Ces derniers mots sortent comme un aveu de faiblesse. Je n'arrive pas à prendre soin de mon corps et ça me désole.

- Catherine, ce n'est pas tout...

- Comment ça ? je la coupe.

- Le scanner de contrôle, celui que vous avez passé il y a 15 jours, a révélé des taches suspectes.

- Ce n'est que ça, je réponds rassurée. Le radiologue me l'avait dit.

- Je sais ce qu'il vous a dit... Nous les avons comparées à vos clichés précédents : elles ont grossi.

- Ce qui veut dire ?

- Il y a plusieurs réponses possibles. me dit-elle hésitante.

- Dites toujours...

- La plus probable est que votre maladie avance plus vite que le traitement n'agit. Nous devons creuser un peu plus. Je sais que vous ne vouliez pas d'une biopsie mais elle devient incontournable.

- Ce n'est pas la biopsie qui me fait peur, mais l'anesthésie.

- Elle sera locale et je vous promets...

- Je la coupe, « Ne faites pas de promesse que vous n'êtes pas sûre de tenir. Je ferai la biopsie mais pas aujourd'hui. J'ai besoin de mettre mes affaires en ordre d'abord.
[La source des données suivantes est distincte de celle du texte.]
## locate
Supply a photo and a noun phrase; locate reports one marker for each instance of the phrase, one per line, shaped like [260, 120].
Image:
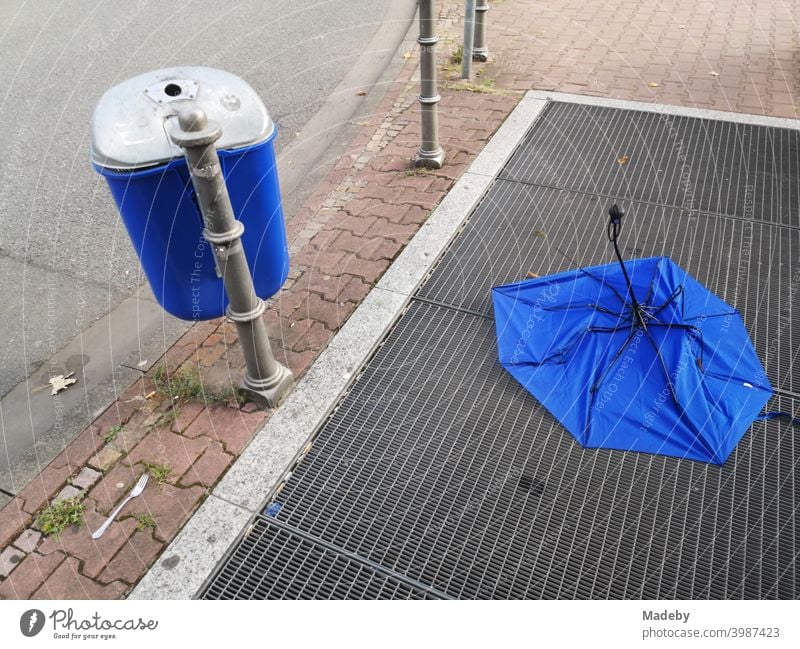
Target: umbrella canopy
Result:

De plus il faudrait que je mette Henri au courant. Je ne peux décemment pas m'absenter dès mon premier jour de travail.

- J'appellerai papa mais ne vous en faites pas, ce n'est qu'une biopsie.
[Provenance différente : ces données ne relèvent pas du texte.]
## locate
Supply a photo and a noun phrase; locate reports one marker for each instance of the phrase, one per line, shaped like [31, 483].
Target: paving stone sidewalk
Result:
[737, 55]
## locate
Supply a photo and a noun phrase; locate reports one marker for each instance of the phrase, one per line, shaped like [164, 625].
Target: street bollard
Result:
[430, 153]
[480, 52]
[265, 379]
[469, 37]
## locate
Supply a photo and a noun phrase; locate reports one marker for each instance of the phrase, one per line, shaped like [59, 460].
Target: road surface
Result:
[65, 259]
- Dites-moi Marie, que se passerait-il si en ouvrant vous voyez les dégâts d'il y a 10 mois ?

- Ça ne se peut, me répond-elle un peu gênée.

- Mais encore ?

- Nous serions obligés d'intervenir...

- En anesthésie locale ?

- Ça me paraîtrait compliqué.

- Promettez-moi de ne pas m'endormir alors. C'est une promesse que vous pouvez faire.

- Vous ne comprenez pas Catherine, si nous voyons que l'opération est indispensable, il y en aurait pour plusieurs heures, vous ne pourriez jamais résister...

- Je tiendrai bon, je la coupe déterminée, il le faudra.

Je me retrouve au point de départ, toutes ces interventions et une de plus. Quand est-ce que tout ça va s'arrêter ?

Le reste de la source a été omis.